Overtraining, or Overtraining Syndrome, is a serious topic in our current environment. For those involved in daily exercise, it can seem like a failure to miss a single training day. Our instant gratification lifestyles can cause us to see each spinning class, Olympic lifting session, or Crossfit WOD as the coup de grace to our just-out-of-reach training goals. Unfortunately, this mindset can allow even the most educated fitness professionals to push past the point of effective exercise and into the realm of overtraining.

There are many signs and symptoms of overtraining. Physiological, performance related and psychological symptoms will manifest differently in each individual and many can be difficult to recognize. An increased resting heart rate, lower testosterone levels and higher cortisol levels are just some of the physiological symptoms that the average exercise participant will be unlikely to notice. However, there are symptoms that are easier to identify:

  1. Prolonged muscle soreness

Muscle soreness can be a common occurrence when you are attempting to push your body to new limits physically. However, constant or delayed muscle soreness can be a red flag signaling that your body is not recovering properly.

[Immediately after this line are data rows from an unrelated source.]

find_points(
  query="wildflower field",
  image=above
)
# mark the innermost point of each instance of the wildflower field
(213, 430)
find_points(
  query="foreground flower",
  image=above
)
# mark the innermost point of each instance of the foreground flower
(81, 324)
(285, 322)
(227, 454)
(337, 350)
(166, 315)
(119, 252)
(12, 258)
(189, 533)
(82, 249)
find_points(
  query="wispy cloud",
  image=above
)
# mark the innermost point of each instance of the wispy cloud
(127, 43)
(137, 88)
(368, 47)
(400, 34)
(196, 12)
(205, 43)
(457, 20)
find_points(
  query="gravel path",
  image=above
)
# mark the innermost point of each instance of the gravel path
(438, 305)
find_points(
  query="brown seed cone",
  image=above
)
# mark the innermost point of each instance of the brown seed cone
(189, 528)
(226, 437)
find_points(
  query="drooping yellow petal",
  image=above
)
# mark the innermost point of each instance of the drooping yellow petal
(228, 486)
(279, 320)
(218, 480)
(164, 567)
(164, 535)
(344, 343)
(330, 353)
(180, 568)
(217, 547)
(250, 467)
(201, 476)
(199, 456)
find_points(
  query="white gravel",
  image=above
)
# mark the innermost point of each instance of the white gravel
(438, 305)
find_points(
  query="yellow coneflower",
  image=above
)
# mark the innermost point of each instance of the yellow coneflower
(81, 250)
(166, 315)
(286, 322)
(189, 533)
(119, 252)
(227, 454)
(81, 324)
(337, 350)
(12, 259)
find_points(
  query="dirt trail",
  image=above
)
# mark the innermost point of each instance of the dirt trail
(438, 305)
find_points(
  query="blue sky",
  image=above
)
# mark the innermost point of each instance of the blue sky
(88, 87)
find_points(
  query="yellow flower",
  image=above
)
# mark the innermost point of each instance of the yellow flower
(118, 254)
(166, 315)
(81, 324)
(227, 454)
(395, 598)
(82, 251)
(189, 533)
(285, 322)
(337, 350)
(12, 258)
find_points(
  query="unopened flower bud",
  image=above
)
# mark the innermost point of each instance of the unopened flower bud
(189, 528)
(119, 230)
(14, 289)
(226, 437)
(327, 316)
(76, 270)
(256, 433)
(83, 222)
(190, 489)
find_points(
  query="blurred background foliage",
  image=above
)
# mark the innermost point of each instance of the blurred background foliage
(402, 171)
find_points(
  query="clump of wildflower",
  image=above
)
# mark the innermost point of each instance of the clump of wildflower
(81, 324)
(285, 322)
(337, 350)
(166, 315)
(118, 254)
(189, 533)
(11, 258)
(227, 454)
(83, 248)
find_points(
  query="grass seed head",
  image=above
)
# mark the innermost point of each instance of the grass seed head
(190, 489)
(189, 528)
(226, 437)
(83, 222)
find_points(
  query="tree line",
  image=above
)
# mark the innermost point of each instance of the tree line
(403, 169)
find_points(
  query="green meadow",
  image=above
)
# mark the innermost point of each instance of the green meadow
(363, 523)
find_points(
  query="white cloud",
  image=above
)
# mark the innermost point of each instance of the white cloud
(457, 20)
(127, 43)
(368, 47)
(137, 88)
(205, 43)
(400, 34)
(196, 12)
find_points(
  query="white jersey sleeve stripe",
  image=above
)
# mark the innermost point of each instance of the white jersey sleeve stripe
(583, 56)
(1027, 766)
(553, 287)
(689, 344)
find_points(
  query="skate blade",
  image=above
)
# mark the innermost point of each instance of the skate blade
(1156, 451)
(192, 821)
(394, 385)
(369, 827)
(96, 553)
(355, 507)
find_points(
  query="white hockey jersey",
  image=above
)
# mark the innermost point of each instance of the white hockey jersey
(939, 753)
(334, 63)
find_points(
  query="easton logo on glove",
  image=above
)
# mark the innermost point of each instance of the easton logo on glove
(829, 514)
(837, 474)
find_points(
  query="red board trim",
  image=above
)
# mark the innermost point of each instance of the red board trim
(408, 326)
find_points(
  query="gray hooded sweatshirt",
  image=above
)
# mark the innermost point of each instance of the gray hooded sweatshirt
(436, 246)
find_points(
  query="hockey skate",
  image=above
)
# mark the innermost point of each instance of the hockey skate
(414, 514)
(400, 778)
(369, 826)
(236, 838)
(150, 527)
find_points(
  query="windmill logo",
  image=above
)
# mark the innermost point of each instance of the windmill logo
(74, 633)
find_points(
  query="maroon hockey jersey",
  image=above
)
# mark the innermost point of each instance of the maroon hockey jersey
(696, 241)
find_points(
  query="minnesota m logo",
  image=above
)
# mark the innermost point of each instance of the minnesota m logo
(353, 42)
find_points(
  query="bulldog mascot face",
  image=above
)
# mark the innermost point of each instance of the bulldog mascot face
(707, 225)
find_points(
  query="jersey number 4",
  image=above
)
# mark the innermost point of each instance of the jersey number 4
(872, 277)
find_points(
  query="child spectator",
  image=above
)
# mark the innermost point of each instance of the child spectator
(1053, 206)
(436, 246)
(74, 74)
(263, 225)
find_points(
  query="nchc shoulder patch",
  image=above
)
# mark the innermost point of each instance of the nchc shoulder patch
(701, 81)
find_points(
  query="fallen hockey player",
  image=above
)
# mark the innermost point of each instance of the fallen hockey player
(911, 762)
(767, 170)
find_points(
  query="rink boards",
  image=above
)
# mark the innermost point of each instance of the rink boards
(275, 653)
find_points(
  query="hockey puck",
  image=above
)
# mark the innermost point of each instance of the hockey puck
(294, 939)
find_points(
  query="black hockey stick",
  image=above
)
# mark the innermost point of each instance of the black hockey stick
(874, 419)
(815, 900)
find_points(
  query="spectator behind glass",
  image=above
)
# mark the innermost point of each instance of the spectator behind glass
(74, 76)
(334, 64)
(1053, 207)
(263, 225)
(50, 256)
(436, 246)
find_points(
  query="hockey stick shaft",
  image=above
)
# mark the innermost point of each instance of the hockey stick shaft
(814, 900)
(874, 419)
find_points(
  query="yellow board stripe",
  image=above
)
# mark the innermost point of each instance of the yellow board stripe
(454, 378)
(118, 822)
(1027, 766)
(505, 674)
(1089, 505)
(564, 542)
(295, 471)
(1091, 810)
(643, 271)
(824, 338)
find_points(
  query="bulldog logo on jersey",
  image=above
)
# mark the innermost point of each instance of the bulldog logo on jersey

  1. Decreased immune function

Individuals who are overtraining may notice an increase in the frequency that they experience minor sicknesses. Although working out is usually associated with increased immune function, research continues to show that long-term intense exercise associated with overtraining results in suppression of the immune system.

  1. Increased susceptibility to injury

With overtraining syndrome, you may notice that you are become injured frequently. Although you may not experience a serious injury such as an ACL tear, minor injuries should still be seen as an indicator of a bigger issue and not as a norm for your weekly training regimen.

  1. Amenorrhea

Female exercisers may experience amenorrhea, loss of menstrual cycle, when overtraining. This serious symptom is in turn linked to a decrease in bone density, making the individual even more susceptible to injuries such as stress fractures.

The take home message? Recovery is an important component to any training plan. Listen to your body and continue exercising safely and effectively. Happy Lifting!